Friday, December 9, 2022

The Locker by Richie Tankersley Cusick


There aren't a lot of authors where I read their books and think to myself, "I need to know this person and pick their brain over a coffee. I want to be their friend." But I think that a lot about Richie Tankersley Cusick. Even when I don't LOVE her books, I appreciate what she does with them, and I love how she gives her heroines agency and how her stories always feel like "aged up" versions of the more middle grade-geared installments in the Point Horror line.
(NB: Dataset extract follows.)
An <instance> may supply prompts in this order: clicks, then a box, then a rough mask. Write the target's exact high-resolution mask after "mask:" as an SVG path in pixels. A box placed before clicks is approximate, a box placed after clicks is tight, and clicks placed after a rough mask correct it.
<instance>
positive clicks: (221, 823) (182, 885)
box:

Sadly THE LOCKER did not live up to my hopes. To be honest, I didn't really think it would, though. A new girl experiencing suspicion and shady goings-on when she takes the locker of the last "new girl" who mysteriously disappeared? It sounded like some kind of weird retelling of REBECCA involving lockers. ALSO, am I the only one who didn't go to a school with lockers? I feel like a lot of schools had theirs ripped out because kids would use them to hide illicit materials. *cough*

Anyway, Marlee is the new girl and as soon as she opens her locker, she smells something foul. Everyone in town is acting kind of strange about her being new, and even her new friends, Noreen and Tyler, seem like they're hiding something. There's also another suspicious hot guy named Jimmy Frank who also seems like he's hiding something. Marlee navigates her attraction to the two hot guys and her burgeoning friendship with the cheerful but weird Noreen, while experiencing strange nightmares and visions, all tied to the disappearance of the last girl who came to town... and her new locker, of course.
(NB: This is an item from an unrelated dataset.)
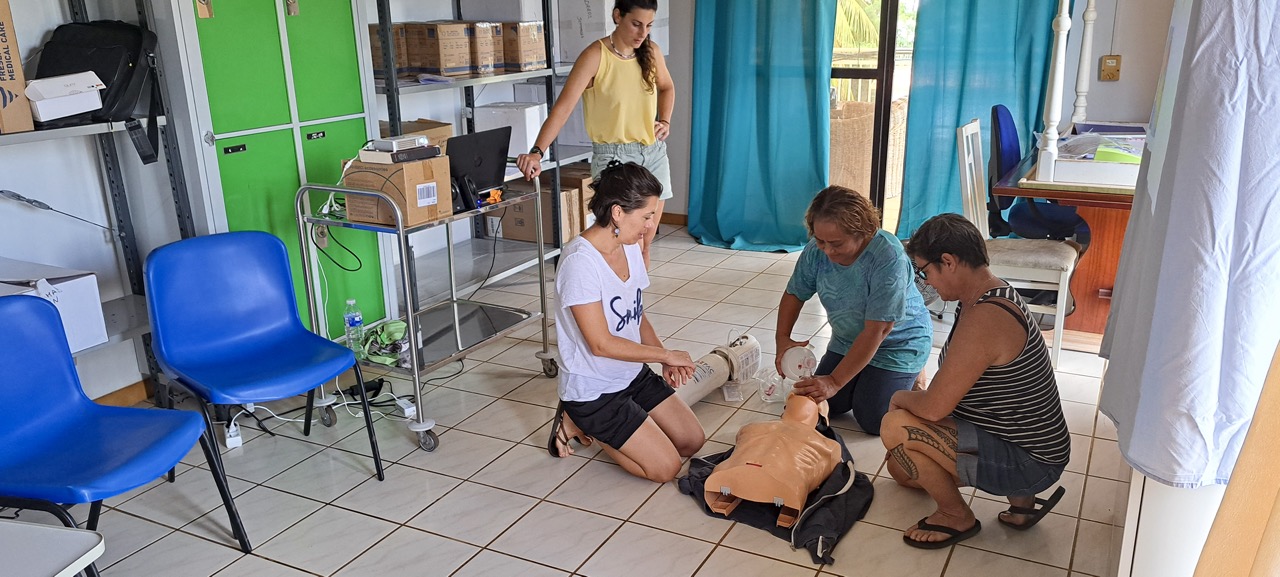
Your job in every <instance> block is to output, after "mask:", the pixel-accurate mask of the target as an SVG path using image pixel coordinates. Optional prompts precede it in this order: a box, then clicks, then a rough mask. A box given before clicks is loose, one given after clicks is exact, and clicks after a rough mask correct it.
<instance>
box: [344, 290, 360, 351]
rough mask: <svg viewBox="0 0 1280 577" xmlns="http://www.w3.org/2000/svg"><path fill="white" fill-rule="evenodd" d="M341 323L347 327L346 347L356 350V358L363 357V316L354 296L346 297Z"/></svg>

I'm giving this a low rating because I thought the story was stupid. I'm sorry, but there it is. Some of RTC's stories are beautifully plotted and wildly inventive, and some are pulp trash. There's no shame in it, but it is what it is. That said, I do appreciate that she includes suggestive dialogue (makes the teens feel like teens), has heroines who are kind of bold and take-charge, and always includes not one but TWO suspicious hot guys. The heroine even spies on one of them as he's getting changed in his window. That feels like something a teen girl would actually do, you know? And it's unusual to see books of this age written from the vantage point of the female gaze.

Not a keeper or anything to write home about otherwise, though.

Also, what's up with her Kindergarten-aged brother being like a super genius?? He was giving Charles Wallace vibes. It didn't feel normal that a high school girl would go to a five-year-old for advice.